De overname van Dacia door Renault resulteerde in enorme geldinjecties van bijna 500 miljoen euro. Het grootste deel van dit bedrag werd gebruikt om Roemeense fabrieken te moderniseren die in jaren niet waren gemoderniseerd. Al in 2004 ontdekte Europa of een dergelijke investering winstgevend was - het Logan-model kwam op de markt, dat al snel een bijna revolutionaire auto werd. Uitstekende uitrusting voor een zeer lage prijs - deze combinatie was voldoende om de markten van ontwikkelingslanden te veroveren, niet alleen Europa. De enorme belangstelling van kopers leidde ertoe dat de auto ook naar West-Europa kwam, waar Duitse en Franse auto's heersen. De volgende jaren brachten nieuwe modellen: Duster, Sandero, Logan in verschillende varianten, en recentelijk de Lodgy, die begin maart van dit jaar debuteerde op de Autosalon van Genève.
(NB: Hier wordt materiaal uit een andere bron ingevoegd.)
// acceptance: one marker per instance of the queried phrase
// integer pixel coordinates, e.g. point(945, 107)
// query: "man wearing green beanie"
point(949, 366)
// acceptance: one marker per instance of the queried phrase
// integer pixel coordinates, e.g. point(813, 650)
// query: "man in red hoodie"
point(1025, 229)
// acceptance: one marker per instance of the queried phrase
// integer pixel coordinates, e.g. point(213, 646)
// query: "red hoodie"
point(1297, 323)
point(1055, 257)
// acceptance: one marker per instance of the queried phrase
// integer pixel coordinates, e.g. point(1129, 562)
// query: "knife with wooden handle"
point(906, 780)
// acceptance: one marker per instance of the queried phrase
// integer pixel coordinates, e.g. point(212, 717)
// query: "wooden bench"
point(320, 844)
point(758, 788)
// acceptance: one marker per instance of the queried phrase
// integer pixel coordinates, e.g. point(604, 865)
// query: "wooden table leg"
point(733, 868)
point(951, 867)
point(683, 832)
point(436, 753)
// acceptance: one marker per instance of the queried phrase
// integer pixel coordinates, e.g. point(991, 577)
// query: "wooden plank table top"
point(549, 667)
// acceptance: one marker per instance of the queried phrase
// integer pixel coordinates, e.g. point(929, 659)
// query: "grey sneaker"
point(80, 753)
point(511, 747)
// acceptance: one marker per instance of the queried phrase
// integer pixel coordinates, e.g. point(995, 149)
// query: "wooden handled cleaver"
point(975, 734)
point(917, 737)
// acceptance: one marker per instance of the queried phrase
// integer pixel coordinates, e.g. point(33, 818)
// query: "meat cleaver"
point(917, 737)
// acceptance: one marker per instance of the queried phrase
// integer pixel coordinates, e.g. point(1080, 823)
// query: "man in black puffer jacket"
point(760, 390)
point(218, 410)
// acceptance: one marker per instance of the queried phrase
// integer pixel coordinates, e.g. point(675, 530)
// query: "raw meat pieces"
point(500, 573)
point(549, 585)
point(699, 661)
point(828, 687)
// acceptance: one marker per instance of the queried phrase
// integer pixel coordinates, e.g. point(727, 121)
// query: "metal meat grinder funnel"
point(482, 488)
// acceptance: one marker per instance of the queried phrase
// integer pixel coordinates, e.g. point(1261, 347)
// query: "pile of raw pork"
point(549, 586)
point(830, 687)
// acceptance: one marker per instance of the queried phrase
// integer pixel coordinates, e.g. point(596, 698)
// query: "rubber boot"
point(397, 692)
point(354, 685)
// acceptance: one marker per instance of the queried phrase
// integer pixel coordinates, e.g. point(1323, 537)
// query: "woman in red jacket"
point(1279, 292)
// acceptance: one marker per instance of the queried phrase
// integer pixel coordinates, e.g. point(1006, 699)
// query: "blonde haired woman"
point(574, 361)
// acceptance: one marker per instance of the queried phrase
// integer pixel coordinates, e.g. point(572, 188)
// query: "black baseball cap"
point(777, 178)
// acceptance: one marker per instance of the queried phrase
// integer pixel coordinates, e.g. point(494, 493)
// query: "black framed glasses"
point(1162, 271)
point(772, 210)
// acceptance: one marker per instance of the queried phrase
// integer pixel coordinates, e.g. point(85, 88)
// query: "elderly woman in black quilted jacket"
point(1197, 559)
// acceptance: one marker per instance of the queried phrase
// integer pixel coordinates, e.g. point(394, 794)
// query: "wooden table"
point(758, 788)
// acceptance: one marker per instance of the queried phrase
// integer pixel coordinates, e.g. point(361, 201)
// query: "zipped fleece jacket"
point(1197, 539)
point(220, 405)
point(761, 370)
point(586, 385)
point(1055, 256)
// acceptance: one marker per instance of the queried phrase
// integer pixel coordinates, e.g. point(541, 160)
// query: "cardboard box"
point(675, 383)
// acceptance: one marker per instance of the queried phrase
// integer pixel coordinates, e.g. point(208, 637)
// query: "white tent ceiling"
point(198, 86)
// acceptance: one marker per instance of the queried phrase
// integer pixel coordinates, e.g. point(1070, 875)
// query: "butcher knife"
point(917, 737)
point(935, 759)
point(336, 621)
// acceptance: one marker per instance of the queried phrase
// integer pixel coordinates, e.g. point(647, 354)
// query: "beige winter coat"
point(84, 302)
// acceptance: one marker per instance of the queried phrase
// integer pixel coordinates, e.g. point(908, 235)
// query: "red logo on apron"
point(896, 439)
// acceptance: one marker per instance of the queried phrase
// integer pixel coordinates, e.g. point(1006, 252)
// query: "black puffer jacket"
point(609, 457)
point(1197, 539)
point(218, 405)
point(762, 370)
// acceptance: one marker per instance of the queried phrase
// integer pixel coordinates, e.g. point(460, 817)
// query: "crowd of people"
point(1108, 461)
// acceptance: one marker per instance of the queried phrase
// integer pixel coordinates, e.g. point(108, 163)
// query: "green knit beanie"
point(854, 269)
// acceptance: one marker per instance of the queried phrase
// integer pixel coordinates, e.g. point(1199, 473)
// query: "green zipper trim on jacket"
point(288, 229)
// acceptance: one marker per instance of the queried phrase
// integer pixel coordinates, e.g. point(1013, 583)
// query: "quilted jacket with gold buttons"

Het merk Dacia wordt momenteel geleid door Jerome Olive, die op 26 november 2009 François Fourmont opvolgde als president. De vorige CEO verliet het bedrijf uit Miowen en ging met pensioen. Jerome Olive nam eerst het stokje over als administrateur en kort daarna werd hij CEO van Dacia. Als je zijn biografie doorneemt, kun je tot de conclusie komen dat hij de juiste persoon op de juiste plaats is. Jerome Olive werd geboren op 8 december 1957. In 1980 ontving hij een ingenieursdiploma van het Katholiek Instituut voor Kunsten en Ambachten, ICAM. Jérôme is bijna vanaf het begin van zijn carrière in verband gebracht met het Franse merk. Al in 1982 begon hij te werken in de Renault-fabriek in Sandouville. In 1985 nam hij de investerings- en exploitatiefuncties over en onmiddellijk daarna werd hij directeur bedrijfsvoering. Jerome Olivia's meest recente successen zijn onder meer zijn benoeming tot Operations Director bij Douai in 1999. Het is een van de grootste en modernste Renault-fabrieken ter wereld. Slechts 5 jaar na dit succes werd Olivia de CEO van deze fabriek. Wie was de voorganger van Jerome Olivia?

Zoals reeds vermeld, verliet François Fourmont Dacia en maakte zo een einde aan zijn grote carrière. François werd geboren op 24 december 1948. Hij heeft een hogere economische opleiding en een diploma hoger gespecialiseerd onderwijs. Net als zijn opvolger begon hij zijn carrière bij Renault. Aanvankelijk, in 1975, bekleedde hij een functie op de afdeling Personeelszaken. Van 1988 tot 1998 bekleedde hij verschillende functies in de fabrieken van Sandouville en Le Mans, met als hoogtepunt zijn benoeming in juli 2003 als CEO van het merk Dacia.